Shadow Dancer



A version of this review appeared in The Age, October 11, 2012.

Films about the Irish Troubles are nearly always ponderous: is it because directors feel obliged to avoid taking sides?  The curse returns with Shadow Dancer, directed by James Marsh, a storyteller of proven talent best-known for the documentary Man on Wire.
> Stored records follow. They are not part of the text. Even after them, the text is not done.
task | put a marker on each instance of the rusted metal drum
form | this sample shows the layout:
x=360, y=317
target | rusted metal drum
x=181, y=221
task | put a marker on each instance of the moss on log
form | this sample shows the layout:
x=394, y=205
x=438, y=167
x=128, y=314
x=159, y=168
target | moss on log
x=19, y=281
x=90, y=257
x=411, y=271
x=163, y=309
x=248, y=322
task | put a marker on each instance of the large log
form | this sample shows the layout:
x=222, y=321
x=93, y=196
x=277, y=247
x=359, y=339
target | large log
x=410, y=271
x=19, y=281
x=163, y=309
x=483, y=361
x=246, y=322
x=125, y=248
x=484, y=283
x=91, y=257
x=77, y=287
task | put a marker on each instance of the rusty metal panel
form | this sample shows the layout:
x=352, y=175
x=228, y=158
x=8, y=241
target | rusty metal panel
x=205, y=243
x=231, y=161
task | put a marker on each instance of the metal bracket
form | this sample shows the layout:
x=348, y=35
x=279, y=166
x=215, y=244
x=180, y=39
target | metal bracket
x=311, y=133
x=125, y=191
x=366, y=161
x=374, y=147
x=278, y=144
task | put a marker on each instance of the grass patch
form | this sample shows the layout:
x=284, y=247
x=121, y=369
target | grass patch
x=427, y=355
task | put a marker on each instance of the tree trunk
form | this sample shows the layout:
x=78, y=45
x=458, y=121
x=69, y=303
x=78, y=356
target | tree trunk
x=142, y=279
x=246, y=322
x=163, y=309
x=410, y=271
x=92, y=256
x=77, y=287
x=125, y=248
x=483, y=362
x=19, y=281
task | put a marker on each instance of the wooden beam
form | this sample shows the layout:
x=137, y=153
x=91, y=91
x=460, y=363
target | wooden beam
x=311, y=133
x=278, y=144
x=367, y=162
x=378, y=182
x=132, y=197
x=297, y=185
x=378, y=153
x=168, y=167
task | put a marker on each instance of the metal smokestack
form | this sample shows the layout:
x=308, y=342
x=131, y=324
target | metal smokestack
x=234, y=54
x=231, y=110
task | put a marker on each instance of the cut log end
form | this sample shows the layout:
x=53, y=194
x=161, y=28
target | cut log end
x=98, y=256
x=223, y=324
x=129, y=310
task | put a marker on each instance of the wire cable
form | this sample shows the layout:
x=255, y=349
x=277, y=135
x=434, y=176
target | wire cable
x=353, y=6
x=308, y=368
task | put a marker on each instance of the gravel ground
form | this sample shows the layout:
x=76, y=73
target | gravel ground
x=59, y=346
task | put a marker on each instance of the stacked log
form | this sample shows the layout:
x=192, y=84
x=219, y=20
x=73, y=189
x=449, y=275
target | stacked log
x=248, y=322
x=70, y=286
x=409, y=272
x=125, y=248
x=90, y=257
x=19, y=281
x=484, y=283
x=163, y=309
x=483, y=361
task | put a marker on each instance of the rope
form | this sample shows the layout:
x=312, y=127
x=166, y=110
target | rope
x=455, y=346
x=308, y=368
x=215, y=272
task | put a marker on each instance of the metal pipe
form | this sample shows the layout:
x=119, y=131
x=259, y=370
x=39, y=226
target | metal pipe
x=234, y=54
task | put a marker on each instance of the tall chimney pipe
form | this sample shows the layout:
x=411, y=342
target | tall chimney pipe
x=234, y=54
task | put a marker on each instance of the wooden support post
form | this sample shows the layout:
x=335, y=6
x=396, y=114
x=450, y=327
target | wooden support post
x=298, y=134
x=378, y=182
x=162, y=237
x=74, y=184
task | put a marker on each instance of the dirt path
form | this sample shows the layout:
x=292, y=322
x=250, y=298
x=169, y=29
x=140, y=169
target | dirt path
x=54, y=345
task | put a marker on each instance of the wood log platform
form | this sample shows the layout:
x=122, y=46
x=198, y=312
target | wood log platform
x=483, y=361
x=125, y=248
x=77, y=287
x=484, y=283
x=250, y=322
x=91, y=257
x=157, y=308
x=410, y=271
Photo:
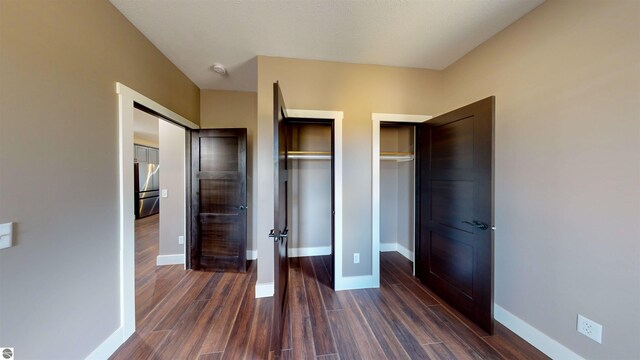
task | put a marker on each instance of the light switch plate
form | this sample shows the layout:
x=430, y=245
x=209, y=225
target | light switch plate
x=6, y=235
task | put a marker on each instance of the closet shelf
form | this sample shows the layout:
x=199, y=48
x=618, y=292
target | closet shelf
x=396, y=156
x=309, y=155
x=326, y=155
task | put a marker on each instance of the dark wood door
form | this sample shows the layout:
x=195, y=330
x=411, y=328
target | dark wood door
x=280, y=230
x=455, y=209
x=219, y=199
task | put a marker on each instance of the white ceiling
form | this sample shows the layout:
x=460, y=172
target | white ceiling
x=145, y=126
x=430, y=34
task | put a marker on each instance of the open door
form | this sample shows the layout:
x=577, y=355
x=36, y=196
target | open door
x=280, y=229
x=219, y=200
x=455, y=209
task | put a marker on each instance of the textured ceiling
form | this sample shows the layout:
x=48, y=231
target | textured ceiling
x=430, y=34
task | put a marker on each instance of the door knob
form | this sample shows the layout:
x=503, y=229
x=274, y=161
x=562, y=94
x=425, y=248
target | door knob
x=477, y=224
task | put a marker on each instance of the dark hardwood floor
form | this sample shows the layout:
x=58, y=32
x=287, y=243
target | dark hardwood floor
x=213, y=315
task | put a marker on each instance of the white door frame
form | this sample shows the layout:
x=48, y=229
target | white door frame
x=126, y=99
x=376, y=118
x=337, y=117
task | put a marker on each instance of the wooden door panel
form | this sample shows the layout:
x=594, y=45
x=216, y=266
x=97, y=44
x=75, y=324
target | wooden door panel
x=452, y=203
x=452, y=146
x=219, y=227
x=219, y=195
x=219, y=154
x=452, y=261
x=455, y=209
x=280, y=220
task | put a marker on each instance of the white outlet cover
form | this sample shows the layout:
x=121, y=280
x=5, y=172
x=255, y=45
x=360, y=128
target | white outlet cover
x=589, y=328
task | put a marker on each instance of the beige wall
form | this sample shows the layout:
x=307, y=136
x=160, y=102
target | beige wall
x=172, y=178
x=236, y=109
x=59, y=62
x=567, y=83
x=310, y=189
x=358, y=90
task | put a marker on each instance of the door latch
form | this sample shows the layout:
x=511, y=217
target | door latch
x=477, y=224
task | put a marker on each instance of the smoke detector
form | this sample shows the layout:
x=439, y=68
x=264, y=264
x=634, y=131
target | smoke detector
x=219, y=68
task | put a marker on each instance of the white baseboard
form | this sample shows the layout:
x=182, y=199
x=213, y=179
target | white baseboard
x=173, y=259
x=387, y=247
x=310, y=251
x=533, y=336
x=405, y=252
x=109, y=346
x=264, y=290
x=354, y=282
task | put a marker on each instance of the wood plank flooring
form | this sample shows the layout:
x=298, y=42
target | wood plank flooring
x=212, y=315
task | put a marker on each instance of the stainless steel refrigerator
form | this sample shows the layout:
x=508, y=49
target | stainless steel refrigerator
x=147, y=189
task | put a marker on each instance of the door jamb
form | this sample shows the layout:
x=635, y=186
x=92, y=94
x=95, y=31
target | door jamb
x=376, y=119
x=337, y=117
x=127, y=98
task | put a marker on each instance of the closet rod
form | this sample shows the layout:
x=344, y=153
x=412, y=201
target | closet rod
x=309, y=155
x=396, y=156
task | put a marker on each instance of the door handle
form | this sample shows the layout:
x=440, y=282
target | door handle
x=477, y=224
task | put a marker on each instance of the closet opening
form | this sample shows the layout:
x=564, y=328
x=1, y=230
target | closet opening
x=311, y=194
x=397, y=194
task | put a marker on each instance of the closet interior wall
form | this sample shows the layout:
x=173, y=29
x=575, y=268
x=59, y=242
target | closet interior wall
x=310, y=190
x=397, y=195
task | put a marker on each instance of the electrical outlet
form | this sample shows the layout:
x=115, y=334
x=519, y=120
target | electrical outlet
x=590, y=328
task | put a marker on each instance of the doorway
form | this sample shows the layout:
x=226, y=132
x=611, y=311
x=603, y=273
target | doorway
x=390, y=160
x=128, y=101
x=397, y=189
x=311, y=187
x=453, y=206
x=159, y=206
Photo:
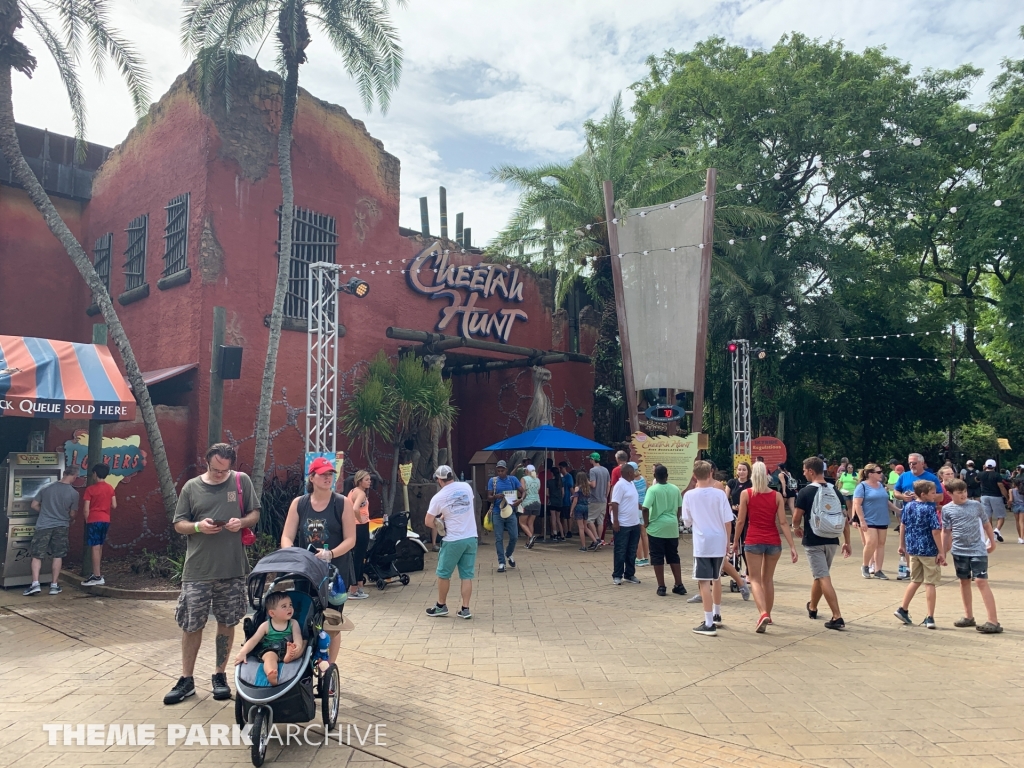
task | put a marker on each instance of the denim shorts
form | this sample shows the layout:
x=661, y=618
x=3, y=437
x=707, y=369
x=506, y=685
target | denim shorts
x=763, y=549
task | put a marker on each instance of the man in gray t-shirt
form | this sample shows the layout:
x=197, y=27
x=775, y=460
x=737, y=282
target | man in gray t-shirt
x=56, y=505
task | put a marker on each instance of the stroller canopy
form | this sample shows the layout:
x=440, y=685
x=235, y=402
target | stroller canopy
x=302, y=563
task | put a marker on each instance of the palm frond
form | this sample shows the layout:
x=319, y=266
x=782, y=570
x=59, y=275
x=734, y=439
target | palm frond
x=66, y=62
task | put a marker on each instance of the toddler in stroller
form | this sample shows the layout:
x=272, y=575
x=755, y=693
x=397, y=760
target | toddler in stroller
x=303, y=581
x=270, y=643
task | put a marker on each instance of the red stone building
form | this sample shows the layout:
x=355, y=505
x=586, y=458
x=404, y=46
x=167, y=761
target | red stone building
x=182, y=217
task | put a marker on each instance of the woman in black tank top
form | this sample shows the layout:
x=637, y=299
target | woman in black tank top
x=326, y=520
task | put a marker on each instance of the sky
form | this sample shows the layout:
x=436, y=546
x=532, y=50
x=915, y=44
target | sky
x=494, y=82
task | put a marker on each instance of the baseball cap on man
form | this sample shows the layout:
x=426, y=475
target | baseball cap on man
x=321, y=466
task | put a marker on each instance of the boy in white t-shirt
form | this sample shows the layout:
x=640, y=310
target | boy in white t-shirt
x=706, y=509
Adapted by screenwriter Tom Bradby from his own novel, the story centres on Belfast single mother Collette McVeigh (Andrea Riseborough), an IRA sympathiser who guiltily fumbles a planned bomb attack on the London Underground.  Fleeing the scene, she's picked up by MI5 and brought before an interrogator, Mac (Clive Owen), who uses a mix of coaxing and blackmail to turn her into an infomant.

Shadow Dancer has the benefit of two good actors and the film is at its best when they go one-on-one, in a kind of mutual seduction conducted, initially at least, on strictly impersonal terms. Riseborough gave a star performance as Mrs Simpson in Madonna's neglected W.E., but here she's back to conveying steel beneath fragility without overdoing the nervous tics, while Owen is typically strong and understated as a basically decent man struggling to repress his tender side.

And yet the film hardly seems like more than an exercise: the plot wraps up neatly but the emotional significance of a key revelation is barely explored.  Rather than drawing us into the drama, Marsh and his cinematographer Rob Hardy hold us at a distance with a fiddly, arty style, heavy on long shots that turn the characters into stick figures, colours that are either drained or over-accentuated (Collette's red coat plays a key role), and close-ups of windows spattered with rain.